Barış BıçakçıVeciz Sözler
Veciz sözler adlı bir radyo programın eşliğinde,tutunamayan,özgüveni olmayan,naif,kırılgan Sulhi Saygılı’nın,yaşantısını okudum bu sefer Barış Bıçakçı’dan.Biraz Oğuz Atay,biraz Salinger atıflarıyla ve çokça veciz sözlerle.Tıpkı “ gecenin bir yarısı tren ıpıssız,karanlık bir yerde durduğunda,Hasan da Sulhi de anlamıştı:Bu dünyada,şiirden ve denize doğru giden bir trende Ritsos Üzerine konuşmaktan daha güzel bir şey yoktu.” Dediği gibi yazarın bende Ritsos’a komşu kıyıda Ege denizinde okudum tesadüf bu ya.
Güneş olmasaydı sözcükler aydınlatırdı dünyamızı.

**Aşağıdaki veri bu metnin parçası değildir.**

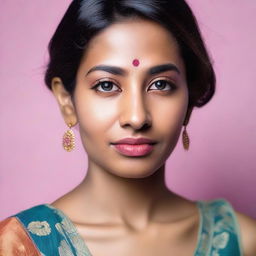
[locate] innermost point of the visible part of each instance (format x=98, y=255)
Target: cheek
x=95, y=116
x=170, y=114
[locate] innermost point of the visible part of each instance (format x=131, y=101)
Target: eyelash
x=171, y=84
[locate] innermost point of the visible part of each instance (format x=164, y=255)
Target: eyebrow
x=151, y=71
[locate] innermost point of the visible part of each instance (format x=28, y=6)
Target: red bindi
x=135, y=62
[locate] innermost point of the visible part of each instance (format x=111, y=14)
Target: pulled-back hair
x=85, y=18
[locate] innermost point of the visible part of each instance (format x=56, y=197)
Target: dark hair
x=85, y=18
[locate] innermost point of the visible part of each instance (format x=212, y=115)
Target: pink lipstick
x=134, y=146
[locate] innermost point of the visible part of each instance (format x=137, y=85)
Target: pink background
x=221, y=161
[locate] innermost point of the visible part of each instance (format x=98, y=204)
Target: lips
x=134, y=146
x=135, y=141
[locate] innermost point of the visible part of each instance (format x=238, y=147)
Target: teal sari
x=54, y=234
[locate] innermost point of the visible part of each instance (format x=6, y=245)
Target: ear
x=189, y=111
x=64, y=100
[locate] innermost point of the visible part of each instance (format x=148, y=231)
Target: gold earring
x=68, y=140
x=185, y=138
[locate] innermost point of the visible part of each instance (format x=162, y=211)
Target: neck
x=122, y=200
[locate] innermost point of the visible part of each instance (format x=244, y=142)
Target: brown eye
x=106, y=86
x=163, y=85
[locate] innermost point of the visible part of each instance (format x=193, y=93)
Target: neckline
x=79, y=236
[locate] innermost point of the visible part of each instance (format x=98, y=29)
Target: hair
x=85, y=18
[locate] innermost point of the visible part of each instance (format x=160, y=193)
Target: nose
x=134, y=112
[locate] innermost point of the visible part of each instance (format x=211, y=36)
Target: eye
x=164, y=85
x=106, y=86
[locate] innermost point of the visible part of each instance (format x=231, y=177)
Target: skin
x=123, y=206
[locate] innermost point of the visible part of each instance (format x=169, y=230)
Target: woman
x=129, y=73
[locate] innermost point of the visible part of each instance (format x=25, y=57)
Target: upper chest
x=158, y=239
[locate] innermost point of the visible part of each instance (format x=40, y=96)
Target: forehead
x=133, y=39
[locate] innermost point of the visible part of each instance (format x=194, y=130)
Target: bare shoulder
x=248, y=233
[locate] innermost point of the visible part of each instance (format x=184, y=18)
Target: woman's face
x=131, y=103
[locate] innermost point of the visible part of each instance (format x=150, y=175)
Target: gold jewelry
x=185, y=138
x=68, y=140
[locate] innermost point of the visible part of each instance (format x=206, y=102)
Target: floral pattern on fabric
x=53, y=233
x=219, y=233
x=39, y=228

Batan gemiyi farelerden önce sözcükler terk eder.
Aşık olmak arada sözcükler varsa mümkündür.
Liman bazı kadınlar İçin bir erkek ismidir.
Gökyüzü büyük yalanların bahçesidir.
Edebiyat insanlar arasında bir yalıtkandır.
İnsanlığın en büyük hazinesi suskunluğudur.Suskunluğun olduğu yerde derin bir uçurum gizlidir.
Aile televizyon karşısında gerçekleştirilen toplu bir intihardır.
Dinlemek doğaya aykırı olmayan bir eylemdir.
Anlatmak ateşe bakmak gibidir,gamı kederi alır.
Yarım kalan aşklar tapınağıdır yaz.
Ah şu peçeteye yazılan yazılar...Herkesin bir yerlerde sakladığı böyle bir peçetesi vardır herhalde,üzerinde ketçap,yağ ve lirizm lekeleri.Peçeteler yalnızca elinizi ağzınızı silmek için değildir,anlık duygusallıkları da emerler.